ACK on focusing on problem 1; the other two are extremely difficult to
reproduce anyway. (I was hoping the three might be related, but, perhaps not.)
I prevented drm.ko/radeon.ko from loading, and sure enough, an unmodified
CVS-head X server is able to start without hanging.
Well, disabling bus mastering when a PCI GART is setup is indeed a bad idea ...
that might explain a similar lockup on launch that I've been experiencing here.
We should at least disable the PCI GART before disabling BM.
I'll have a look later this week.
(In reply to comment #6)
> Well, disabling bus mastering when a PCI GART is setup is indeed a bad idea ...
Why, what kind of PCI GART transfer would you expect to happen during the
execution of that function? My suspicion rather lies with the fact that it
updates RADEON_MC_AGP_LOCATION but not the corresponding PCI GART register(s).
> that might explain a similar lockup on launch that I've been experiencing here.
I was actually thinking it might be the very same problem, that's why I added
you to the CC list, do you think that's not the case?
Ben, can you attach your proposed fix for this for people to test?
Note that my fix might be breaking surface management under some circumstances,
I have to rework that part (which is why I didn't commit it yet). I'll come up
with a new patch this week-end hopefully
Ben committed his patch to xf86-video-ati CVS, so this might be fixed. Please
Thanks a lot. I applied you modifications to "xorg-x11-6.8.2-37.FC4.49.2"
on my FC4 box. Before, I could not boot into graphical mode unless I
disabled "DRI" for this R100 QD based Radeon 7200 PCI card. The "X" server
would hang and not even respond to the keyboard anymore. Now, everything
works as expected. This is great news.
I had posted the bug report for modular "Xorg" 7.0.0 where the issue is
also present, but reverted my system later to FC4 and discovered that the
RV100 bus master fix patch of the above FC4 update broke "DRI". For details,
Apologies for the delay; I had to deal with the new modular build system for
the first time. (Thank goodness for build.sh!)
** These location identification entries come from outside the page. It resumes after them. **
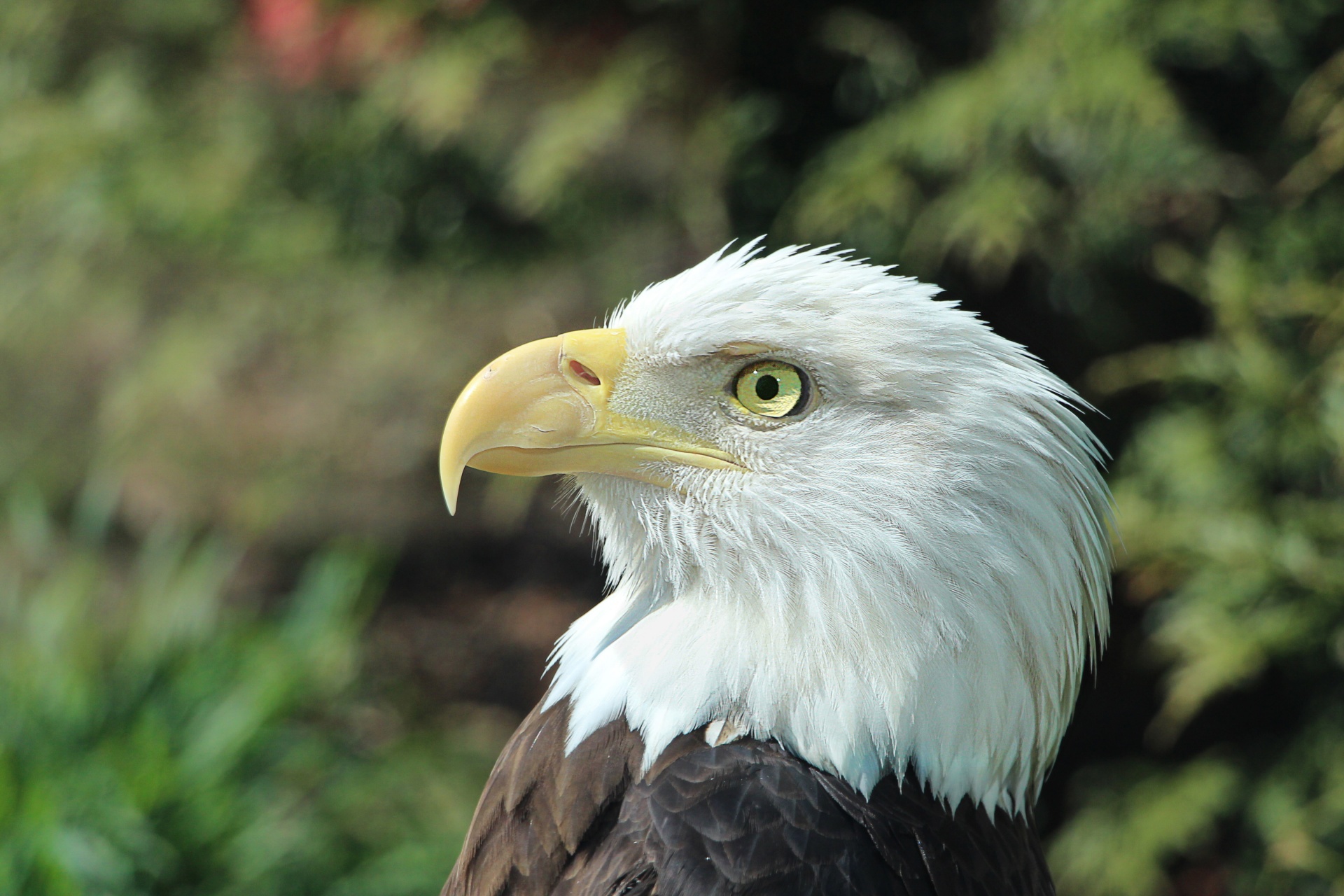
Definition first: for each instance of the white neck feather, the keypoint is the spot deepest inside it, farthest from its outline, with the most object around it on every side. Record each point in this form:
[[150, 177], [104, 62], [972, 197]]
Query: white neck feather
[[911, 580]]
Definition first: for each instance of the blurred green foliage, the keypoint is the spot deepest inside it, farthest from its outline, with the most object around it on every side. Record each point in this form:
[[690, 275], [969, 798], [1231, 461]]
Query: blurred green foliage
[[249, 251], [159, 738]]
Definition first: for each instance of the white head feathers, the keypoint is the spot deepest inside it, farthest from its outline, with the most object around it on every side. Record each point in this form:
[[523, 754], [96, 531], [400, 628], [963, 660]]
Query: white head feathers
[[913, 574]]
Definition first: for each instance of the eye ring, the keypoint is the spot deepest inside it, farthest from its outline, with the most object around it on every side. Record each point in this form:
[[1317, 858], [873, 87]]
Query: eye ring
[[771, 388]]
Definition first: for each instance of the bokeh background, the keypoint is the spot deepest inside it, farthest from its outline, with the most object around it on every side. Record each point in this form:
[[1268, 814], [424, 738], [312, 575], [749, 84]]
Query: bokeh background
[[249, 251]]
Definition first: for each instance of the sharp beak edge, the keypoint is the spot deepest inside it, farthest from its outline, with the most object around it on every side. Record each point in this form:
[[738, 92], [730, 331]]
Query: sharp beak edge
[[543, 409]]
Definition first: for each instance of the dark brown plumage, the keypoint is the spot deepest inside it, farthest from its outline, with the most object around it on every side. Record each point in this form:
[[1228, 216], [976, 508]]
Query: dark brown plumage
[[741, 818]]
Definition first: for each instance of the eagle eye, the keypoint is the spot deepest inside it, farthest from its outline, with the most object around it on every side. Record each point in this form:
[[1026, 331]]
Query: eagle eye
[[771, 388]]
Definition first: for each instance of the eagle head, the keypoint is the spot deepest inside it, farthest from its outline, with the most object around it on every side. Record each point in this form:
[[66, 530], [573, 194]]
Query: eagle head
[[836, 512]]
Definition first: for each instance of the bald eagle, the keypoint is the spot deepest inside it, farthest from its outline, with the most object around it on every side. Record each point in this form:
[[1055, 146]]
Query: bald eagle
[[858, 548]]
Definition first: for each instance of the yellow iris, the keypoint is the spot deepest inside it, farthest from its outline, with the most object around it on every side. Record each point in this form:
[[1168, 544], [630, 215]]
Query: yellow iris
[[769, 388]]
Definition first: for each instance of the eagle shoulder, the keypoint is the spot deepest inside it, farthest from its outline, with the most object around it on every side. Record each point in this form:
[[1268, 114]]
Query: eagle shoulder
[[743, 817]]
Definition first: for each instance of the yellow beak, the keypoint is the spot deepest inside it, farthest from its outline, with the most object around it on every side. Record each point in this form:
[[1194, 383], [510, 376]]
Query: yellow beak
[[543, 409]]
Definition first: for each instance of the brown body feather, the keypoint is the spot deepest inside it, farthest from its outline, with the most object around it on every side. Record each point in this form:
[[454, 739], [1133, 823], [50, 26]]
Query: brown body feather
[[741, 818]]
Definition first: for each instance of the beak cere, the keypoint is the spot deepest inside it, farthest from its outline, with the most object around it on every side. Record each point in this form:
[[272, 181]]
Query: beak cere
[[543, 409]]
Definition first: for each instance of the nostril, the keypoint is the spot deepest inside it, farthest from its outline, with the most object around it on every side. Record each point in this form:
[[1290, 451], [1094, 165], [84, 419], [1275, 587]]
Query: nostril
[[585, 374]]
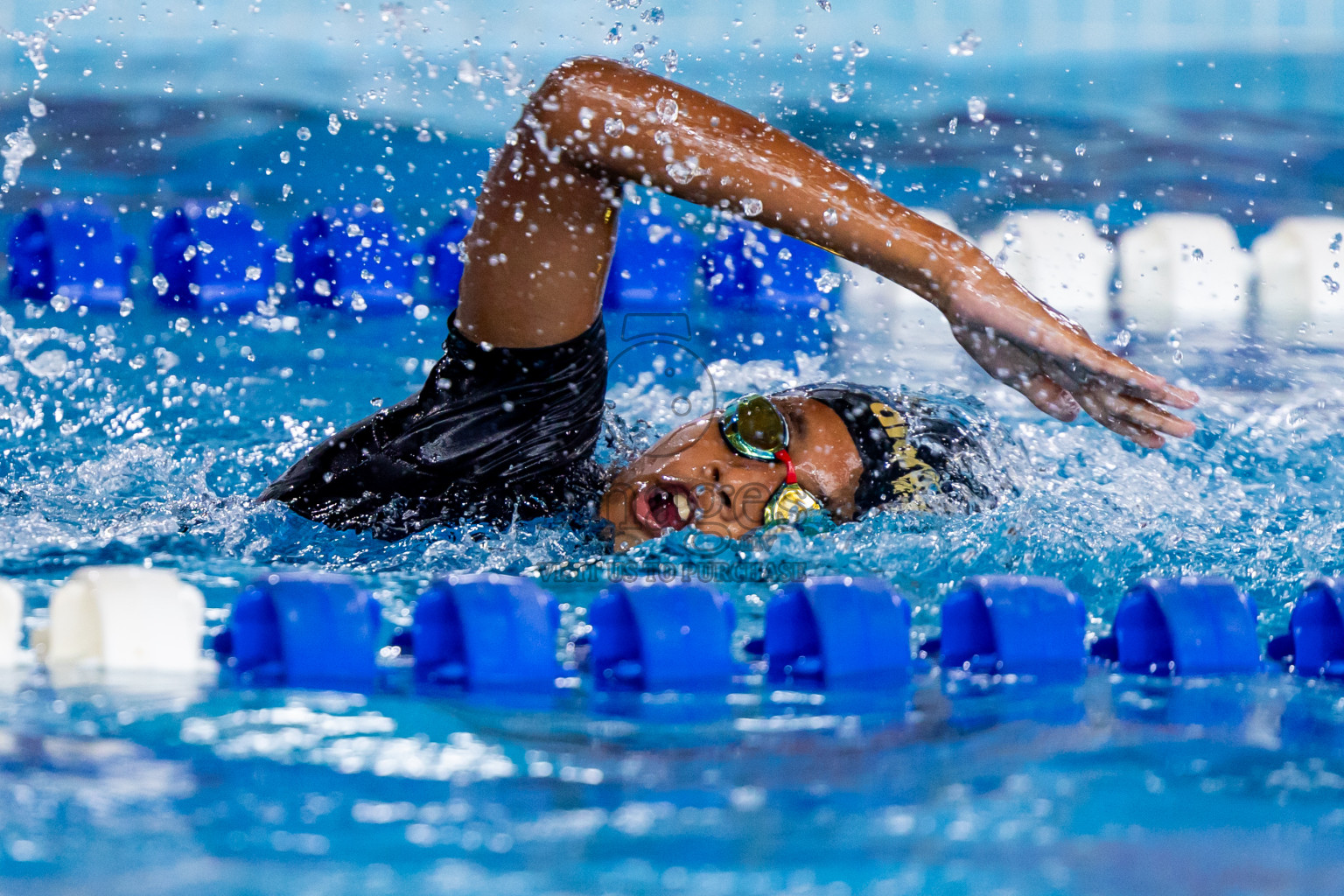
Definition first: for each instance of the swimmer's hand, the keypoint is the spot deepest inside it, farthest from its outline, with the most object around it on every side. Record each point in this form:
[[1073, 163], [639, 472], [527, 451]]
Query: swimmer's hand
[[1050, 359]]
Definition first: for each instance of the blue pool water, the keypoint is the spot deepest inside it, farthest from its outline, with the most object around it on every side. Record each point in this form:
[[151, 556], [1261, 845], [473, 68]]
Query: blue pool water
[[143, 438]]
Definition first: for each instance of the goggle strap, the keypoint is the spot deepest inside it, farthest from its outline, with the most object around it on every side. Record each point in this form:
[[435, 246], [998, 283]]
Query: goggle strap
[[790, 476]]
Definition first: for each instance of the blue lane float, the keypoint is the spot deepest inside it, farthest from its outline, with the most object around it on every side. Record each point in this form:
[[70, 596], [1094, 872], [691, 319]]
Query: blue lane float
[[1186, 626], [834, 630], [657, 637], [777, 286], [444, 256], [304, 630], [70, 251], [486, 632], [355, 258], [213, 254], [654, 263], [1013, 625], [1314, 640]]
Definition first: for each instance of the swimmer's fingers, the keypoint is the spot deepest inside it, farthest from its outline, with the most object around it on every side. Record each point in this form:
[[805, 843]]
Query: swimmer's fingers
[[1138, 419], [1020, 371], [1090, 361]]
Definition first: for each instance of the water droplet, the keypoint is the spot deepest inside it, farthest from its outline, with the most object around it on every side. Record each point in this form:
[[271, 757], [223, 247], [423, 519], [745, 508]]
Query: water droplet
[[965, 45], [828, 281], [683, 171]]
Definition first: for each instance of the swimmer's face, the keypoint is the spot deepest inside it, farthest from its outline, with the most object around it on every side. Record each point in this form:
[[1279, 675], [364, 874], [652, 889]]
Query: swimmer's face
[[692, 479]]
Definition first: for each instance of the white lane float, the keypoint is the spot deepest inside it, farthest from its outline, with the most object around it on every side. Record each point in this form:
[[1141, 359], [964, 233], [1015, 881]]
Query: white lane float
[[1181, 270], [1301, 278], [1062, 260], [127, 618]]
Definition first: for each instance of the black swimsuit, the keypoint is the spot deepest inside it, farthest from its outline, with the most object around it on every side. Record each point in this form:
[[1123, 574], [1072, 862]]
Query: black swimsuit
[[499, 434], [495, 434]]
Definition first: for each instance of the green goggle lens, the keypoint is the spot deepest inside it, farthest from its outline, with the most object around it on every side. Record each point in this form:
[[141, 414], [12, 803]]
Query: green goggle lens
[[752, 427]]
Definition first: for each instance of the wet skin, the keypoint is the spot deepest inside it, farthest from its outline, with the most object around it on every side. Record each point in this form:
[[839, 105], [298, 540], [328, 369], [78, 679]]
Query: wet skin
[[538, 256], [691, 477]]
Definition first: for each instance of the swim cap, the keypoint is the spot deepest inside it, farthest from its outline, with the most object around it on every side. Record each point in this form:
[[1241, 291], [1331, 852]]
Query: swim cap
[[915, 451]]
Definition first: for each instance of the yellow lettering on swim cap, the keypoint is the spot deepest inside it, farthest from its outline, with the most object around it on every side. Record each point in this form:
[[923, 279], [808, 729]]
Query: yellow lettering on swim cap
[[892, 424]]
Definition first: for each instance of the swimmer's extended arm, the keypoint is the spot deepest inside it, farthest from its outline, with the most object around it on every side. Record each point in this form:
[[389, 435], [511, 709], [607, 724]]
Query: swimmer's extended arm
[[542, 242]]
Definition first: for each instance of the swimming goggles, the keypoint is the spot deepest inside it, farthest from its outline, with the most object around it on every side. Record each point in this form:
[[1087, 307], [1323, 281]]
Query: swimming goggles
[[752, 427]]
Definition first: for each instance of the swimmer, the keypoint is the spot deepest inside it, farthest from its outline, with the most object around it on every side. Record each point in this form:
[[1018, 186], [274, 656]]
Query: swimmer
[[507, 422]]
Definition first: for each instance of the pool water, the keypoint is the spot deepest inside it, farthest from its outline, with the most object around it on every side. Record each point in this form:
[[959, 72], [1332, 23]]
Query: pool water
[[143, 438]]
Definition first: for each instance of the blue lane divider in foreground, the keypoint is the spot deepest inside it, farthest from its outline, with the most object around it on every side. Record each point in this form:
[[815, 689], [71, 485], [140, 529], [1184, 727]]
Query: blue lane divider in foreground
[[834, 630], [73, 251], [656, 637], [496, 632], [304, 630], [486, 632], [210, 254], [1314, 640], [354, 256], [1186, 626], [1013, 625]]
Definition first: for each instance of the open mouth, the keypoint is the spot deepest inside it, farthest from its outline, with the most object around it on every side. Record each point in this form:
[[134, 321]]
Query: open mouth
[[664, 506]]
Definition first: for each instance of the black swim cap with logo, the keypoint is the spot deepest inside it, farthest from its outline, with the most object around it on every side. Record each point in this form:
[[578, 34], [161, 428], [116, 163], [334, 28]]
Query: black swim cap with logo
[[917, 451]]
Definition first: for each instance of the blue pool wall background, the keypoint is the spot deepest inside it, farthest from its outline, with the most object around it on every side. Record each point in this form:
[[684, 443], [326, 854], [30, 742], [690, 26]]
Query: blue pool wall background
[[1126, 73]]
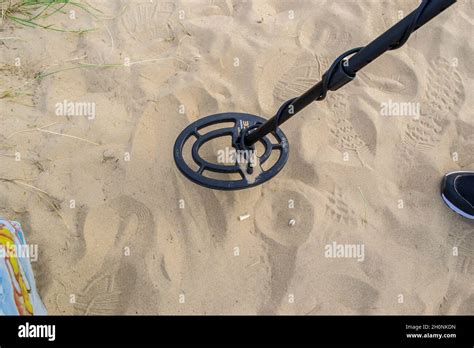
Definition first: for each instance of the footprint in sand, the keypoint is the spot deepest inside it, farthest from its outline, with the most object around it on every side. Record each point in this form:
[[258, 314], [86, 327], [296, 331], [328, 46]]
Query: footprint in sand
[[395, 77], [352, 129], [322, 34], [442, 100], [281, 202], [338, 209], [148, 21], [286, 76], [120, 285]]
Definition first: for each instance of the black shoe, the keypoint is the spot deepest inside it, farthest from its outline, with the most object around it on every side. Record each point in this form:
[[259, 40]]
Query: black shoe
[[457, 190]]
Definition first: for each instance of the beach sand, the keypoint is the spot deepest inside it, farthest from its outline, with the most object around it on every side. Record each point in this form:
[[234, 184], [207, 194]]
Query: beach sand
[[121, 231]]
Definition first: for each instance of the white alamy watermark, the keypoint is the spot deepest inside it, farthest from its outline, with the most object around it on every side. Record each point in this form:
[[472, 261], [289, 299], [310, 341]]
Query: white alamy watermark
[[392, 108], [11, 250], [354, 251], [233, 156], [28, 330], [70, 108]]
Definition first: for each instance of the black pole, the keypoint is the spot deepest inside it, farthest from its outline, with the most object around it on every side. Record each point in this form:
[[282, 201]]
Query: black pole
[[345, 72]]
With a current CVS build of Xorg, I am no longer able to reproduce the original
bug. The X server is starting up without a hitch through multiple reboots.
Either the problem is fixed, or it's a lot scarcer than it used to be :-)
(Resolving to FIXED; I trust everything is in order?)
Monolithic X still has the bug.
But after battling with modular X (there is now a considerable chunk missing in
my desk) I am now running 7 xine instances at once (which brought down X in
about 5 seconds) for aprox. 30 Minutes.
BTW this is Debian Sid with modular CVS HEAD as of today.